That's the Wrong Lung! Evaluating and Improving the Interpretability of Unsupervised Multimodal Encoders for Medical Data
This work addresses the problem of unreliable interpretability in medical AI models for clinicians, but it is incremental as it builds on existing multimodal methods.
The study evaluated the interpretability of unsupervised multimodal encoders for medical data, finding that text often weakly influences attention and alignments do not consistently reflect basic anatomical information, with simple techniques like few-shot finetuning showing promise to improve alignments with minimal supervision.
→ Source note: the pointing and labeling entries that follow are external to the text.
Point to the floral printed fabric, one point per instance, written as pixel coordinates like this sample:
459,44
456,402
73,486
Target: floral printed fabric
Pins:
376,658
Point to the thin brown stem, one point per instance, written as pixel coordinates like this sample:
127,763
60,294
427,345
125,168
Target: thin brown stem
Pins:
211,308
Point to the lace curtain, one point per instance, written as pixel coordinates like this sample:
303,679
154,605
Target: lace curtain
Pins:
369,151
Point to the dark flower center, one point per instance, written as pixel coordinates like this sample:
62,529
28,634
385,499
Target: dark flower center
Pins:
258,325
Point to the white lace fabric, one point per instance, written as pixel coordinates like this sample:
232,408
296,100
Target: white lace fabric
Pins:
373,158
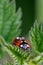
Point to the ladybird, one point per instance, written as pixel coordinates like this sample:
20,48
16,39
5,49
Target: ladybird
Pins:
21,42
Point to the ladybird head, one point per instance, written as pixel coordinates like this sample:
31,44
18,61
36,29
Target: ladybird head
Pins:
21,42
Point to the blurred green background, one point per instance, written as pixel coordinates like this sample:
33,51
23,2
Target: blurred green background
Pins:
28,14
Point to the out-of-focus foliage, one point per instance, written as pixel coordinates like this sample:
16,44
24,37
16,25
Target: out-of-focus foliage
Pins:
36,36
9,20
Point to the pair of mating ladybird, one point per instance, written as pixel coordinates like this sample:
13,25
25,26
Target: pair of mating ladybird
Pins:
21,42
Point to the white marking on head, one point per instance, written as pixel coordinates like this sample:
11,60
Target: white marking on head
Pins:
22,37
21,45
28,46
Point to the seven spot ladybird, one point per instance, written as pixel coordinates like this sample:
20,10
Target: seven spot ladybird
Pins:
21,42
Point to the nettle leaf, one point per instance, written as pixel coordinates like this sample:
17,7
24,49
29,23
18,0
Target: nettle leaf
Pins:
19,55
10,20
36,36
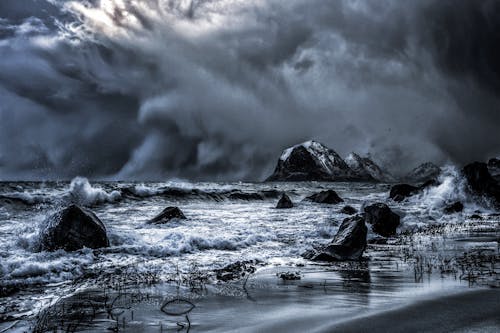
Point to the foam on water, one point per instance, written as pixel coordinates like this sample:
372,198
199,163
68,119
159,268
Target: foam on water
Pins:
82,193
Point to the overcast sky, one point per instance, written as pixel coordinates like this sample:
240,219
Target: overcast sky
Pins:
216,89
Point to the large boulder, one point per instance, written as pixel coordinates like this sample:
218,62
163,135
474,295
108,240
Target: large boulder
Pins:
400,192
481,182
310,161
348,210
423,173
365,169
328,197
71,229
167,215
348,244
284,202
382,219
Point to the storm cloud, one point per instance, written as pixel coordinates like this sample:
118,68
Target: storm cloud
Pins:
216,89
Pretraining multimodal models on Electronic Health Records (EHRs) provides a means of learning representations that can transfer to downstream tasks with minimal supervision. Recent multimodal models induce soft local alignments between image regions and sentences. This is of particular interest in the medical domain, where alignments might highlight regions in an image relevant to specific phenomena described in free-text. While past work has suggested that attention "heatmaps" can be interpreted in this manner, there has been little evaluation of such alignments. We compare alignments from a state-of-the-art multimodal (image and text) model for EHR with human annotations that link image regions to sentences. Our main finding is that the text has an often weak or unintuitive influence on attention; alignments do not consistently reflect basic anatomical information. Moreover, synthetic modifications -- such as substituting "left" for "right" -- do not substantially influence highlights. Simple techniques such as allowing the model to opt out of attending to the image and few-shot finetuning show promise in terms of their ability to improve alignments with very little or no supervision. We make our code and checkpoints open-source.